What I’ll Miss

Since we made our decision to leave Taiwan, I’ve been asking myself if there is anything here that I will miss at all once we are gone. At first, I couldn’t think of anything, but upon further reflection, I’ve come up with a short list:

The markets. I love the lively markets where I can find all kinds of gorgeous, fresh vegetables and local, seasonal fruits; dried goods; household products; freshly made foods; all kinds of drinks such as teas and fruit juices; and fresh meats and fish, all at incredibly affordable prices. Living here has made it easy to find ingredients to make our favorite Taiwanese dishes.

Weaving in and out of the stands are delivery men, children, dogs, scooters, bicycles, and people hunting for the cheapest and best. Makes grocery shopping so much more interesting.

Going along with that are the night markets, which are also lively and crowded. There are also all kinds of interesting and local (“exotic” to many foreigners) treats to be found and tried at the night markets, such as stinky tofu, grilled squid and other fried seafood, papaya milk, and sausages.

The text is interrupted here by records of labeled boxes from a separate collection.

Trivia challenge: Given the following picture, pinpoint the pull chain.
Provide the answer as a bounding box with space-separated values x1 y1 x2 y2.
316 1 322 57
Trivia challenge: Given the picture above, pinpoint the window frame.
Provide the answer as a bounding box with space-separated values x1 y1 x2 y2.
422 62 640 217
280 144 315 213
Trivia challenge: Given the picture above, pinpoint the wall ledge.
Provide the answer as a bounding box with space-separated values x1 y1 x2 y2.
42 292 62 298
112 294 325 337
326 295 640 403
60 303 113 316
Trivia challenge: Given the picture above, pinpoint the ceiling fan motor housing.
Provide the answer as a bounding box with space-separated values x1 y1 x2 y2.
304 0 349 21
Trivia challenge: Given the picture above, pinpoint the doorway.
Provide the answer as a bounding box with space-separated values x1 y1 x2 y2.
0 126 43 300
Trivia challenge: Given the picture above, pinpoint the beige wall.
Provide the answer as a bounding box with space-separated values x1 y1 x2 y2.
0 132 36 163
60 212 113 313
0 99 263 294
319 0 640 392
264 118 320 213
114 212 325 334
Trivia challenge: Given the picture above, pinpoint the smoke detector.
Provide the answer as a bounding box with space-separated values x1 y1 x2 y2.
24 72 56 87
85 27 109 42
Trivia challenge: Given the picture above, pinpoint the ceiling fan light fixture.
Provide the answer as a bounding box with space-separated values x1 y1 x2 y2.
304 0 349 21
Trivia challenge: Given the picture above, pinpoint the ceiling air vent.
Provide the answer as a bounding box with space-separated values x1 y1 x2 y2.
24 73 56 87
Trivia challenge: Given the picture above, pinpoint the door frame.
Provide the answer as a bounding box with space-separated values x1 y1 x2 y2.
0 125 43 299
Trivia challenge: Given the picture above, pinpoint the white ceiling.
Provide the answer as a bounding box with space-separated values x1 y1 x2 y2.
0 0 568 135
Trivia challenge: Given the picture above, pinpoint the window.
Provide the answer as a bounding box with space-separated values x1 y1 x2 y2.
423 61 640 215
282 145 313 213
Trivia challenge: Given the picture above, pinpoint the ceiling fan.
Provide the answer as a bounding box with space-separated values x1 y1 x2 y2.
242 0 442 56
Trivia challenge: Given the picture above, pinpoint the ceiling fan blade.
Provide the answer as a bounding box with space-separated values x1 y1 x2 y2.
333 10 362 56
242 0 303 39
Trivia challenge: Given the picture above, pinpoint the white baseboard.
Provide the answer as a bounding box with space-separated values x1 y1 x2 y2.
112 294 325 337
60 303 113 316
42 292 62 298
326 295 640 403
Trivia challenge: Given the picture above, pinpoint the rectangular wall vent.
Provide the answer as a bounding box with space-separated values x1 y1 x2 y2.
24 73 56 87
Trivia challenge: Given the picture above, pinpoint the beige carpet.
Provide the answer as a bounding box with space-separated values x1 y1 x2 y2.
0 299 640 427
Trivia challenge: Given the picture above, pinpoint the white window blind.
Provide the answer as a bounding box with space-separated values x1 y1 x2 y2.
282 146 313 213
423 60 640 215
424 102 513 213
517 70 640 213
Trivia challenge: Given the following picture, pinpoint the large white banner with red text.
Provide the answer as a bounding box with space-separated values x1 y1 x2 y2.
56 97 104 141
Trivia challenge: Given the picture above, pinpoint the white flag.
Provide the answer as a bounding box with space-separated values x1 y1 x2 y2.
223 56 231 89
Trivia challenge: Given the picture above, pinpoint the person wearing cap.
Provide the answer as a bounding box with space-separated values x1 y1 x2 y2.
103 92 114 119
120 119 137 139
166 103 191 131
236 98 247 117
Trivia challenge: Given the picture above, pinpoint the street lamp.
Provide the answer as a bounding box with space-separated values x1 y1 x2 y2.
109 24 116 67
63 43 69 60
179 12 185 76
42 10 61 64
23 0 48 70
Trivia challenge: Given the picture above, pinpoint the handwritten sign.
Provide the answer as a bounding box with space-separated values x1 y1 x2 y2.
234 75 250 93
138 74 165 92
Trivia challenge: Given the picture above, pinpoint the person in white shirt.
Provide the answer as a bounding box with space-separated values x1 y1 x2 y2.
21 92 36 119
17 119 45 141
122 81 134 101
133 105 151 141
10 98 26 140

The city at night. I’ve observed the same thing in other cities in Asia, so it’s not specific to where we are–I love the way the streets come alive at night here. Because it’s too hot during the day to go out, everyone leaves the air conditioning of their homes once the sun sets and the air cools. This includes kids and the elderly. Everyone is out and about, enjoying the night air, walking in the parks, exercising, playing, enjoying dinner and the night markets, and socializing. Store fronts blink brightly with neon signs. And this doesn’t just happen on the weekends, either. On any given night during the week, the streets of the city are transformed once the sun goes down.

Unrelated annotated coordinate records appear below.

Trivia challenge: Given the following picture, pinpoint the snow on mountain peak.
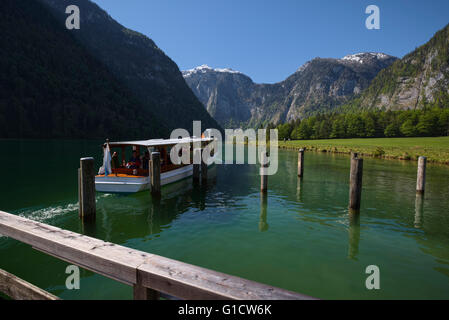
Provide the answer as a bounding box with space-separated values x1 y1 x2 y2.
342 52 390 63
182 64 241 78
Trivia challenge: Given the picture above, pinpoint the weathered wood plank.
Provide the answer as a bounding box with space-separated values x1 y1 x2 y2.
0 211 151 284
349 154 363 212
0 269 59 300
416 157 427 194
0 211 313 299
298 149 304 178
138 255 313 300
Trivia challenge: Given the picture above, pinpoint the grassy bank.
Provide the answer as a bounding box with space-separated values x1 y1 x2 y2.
279 137 449 164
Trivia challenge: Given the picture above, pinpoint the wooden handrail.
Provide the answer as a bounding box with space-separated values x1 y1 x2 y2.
0 211 314 300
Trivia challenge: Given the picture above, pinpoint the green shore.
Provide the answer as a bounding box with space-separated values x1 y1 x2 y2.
279 137 449 165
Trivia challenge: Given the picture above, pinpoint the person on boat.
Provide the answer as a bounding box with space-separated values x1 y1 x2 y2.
111 152 120 175
128 150 140 169
142 150 150 170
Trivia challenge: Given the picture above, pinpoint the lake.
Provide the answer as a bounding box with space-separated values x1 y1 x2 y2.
0 140 449 299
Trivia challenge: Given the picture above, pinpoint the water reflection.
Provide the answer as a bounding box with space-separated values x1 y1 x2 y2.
259 193 269 232
348 213 360 260
415 193 424 229
296 177 303 202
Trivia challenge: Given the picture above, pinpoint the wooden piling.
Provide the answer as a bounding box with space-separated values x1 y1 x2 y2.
192 149 201 183
260 152 268 193
416 157 427 194
150 152 161 195
298 149 304 177
201 149 208 182
349 157 363 212
78 158 97 221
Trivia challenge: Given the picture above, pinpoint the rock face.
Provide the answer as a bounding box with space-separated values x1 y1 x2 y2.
183 53 396 127
0 0 164 139
354 25 449 110
39 0 219 130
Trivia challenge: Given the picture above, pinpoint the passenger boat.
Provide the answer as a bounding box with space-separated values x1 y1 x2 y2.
95 136 214 193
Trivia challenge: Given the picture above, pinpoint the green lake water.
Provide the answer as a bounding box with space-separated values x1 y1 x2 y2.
0 141 449 299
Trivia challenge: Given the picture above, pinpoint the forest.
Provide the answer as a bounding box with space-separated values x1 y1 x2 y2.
268 107 449 140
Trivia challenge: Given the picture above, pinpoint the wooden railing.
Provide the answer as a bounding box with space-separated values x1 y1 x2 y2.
0 211 313 300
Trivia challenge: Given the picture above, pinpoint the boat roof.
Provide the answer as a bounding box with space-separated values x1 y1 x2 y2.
109 137 214 147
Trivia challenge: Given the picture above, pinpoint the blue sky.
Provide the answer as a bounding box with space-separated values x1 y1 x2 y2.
93 0 449 83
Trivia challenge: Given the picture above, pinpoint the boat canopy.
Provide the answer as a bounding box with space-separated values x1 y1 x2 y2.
109 137 214 148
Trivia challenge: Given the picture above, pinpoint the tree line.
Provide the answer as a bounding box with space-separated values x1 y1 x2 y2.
267 107 449 140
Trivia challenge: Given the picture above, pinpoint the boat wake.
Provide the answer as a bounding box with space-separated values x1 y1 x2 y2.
17 194 111 222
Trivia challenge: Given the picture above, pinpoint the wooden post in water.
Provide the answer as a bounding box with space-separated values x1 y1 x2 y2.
150 152 161 195
416 157 427 194
201 149 208 182
78 158 97 221
192 148 201 183
298 149 304 178
260 152 268 193
349 156 363 212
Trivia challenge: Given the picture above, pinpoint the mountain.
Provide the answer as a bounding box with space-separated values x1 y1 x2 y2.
0 0 168 139
39 0 219 134
350 24 449 110
183 53 397 127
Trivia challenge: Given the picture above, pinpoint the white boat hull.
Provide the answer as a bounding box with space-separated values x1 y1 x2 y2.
95 165 214 193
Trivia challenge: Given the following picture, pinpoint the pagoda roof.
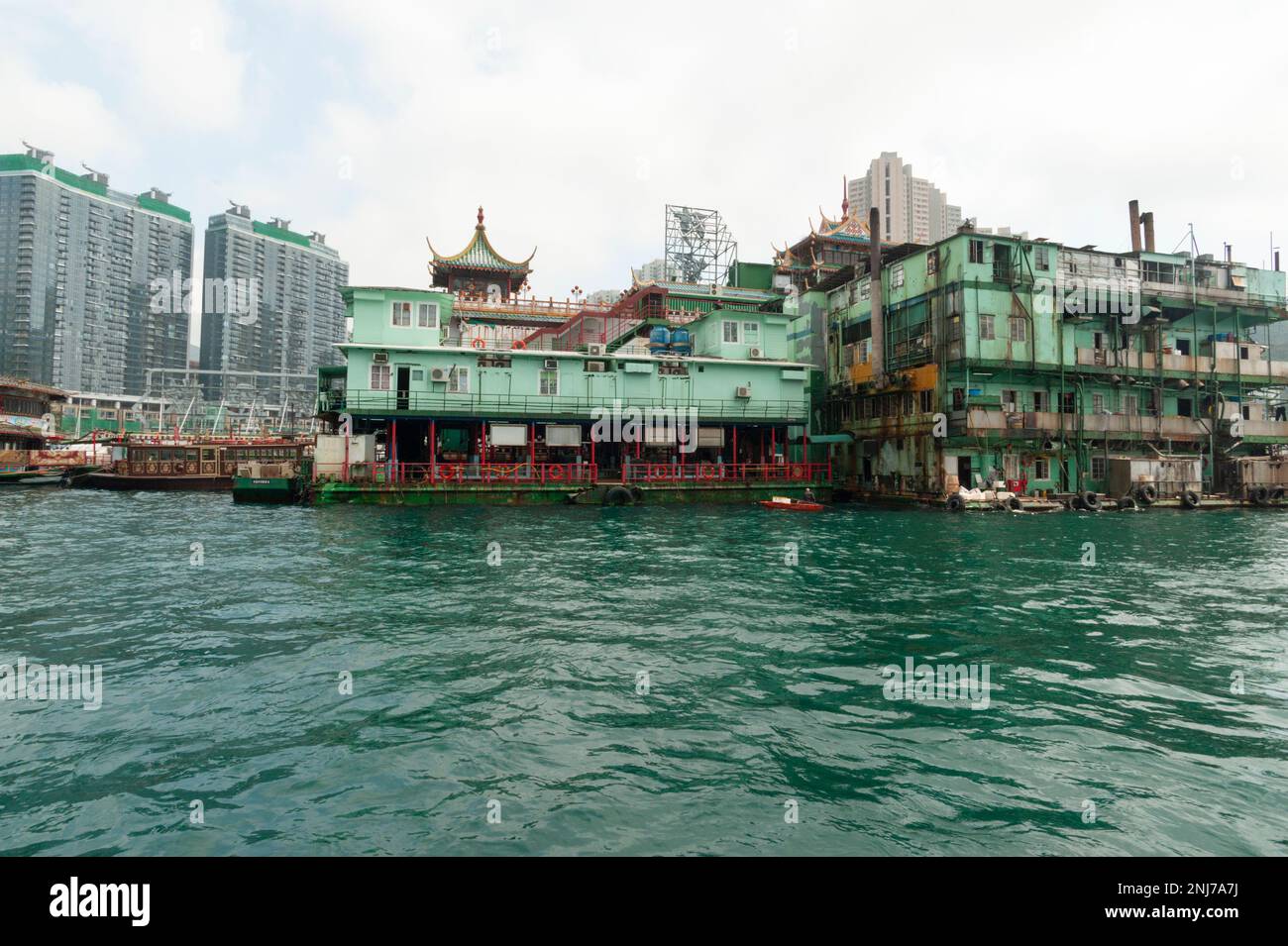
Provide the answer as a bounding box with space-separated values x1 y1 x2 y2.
425 207 537 274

The food. While our city isn’t exactly the best area for those who want to try a diverse range of Taiwanese foods, there are still some great foods to be had–tea eggs, zongzi, dumplings, fresh noodles, you tiao, cong you bing, and other traditional snack foods all can be had for a very low cost at the markets. There are also many different kinds of delicious seasonal fruits that we will miss, particularly the mango. We’ve also found a couple of fan tuan stands and bubble tea stands that we love. There are a couple of beef noodle shops that make rich and tasty beef noodle soup. A bakery near us makes fresh, delicious moon cakes during the Moon Festival.

I will miss being able to find all these foods and more just down the street from us. I will miss even more the freshness of all the foods here.

Not owning or maintaining a car. Kaohsiung is a good-sized city that is pretty spread out, so sometimes it is difficult to get somewhere without a car. Grocery shopping can take hours because it takes times to get to the various places where we purchase our groceries. But as inconvenient as it might be sometimes to be without a car, I love not having the responsibility of car ownership. We do not need to worry about maintenance, or the high costs of maintenance, insurance, gas, or parking. Although we do own a scooter that also requires maintenance, insurance, and gas, these costs for a scooter in Taiwan are a fraction of those for a car in the U.S.

So while still here, we are focusing on the positives of life here to maximize our enjoyment and appreciation of these aspects of life in Taiwan.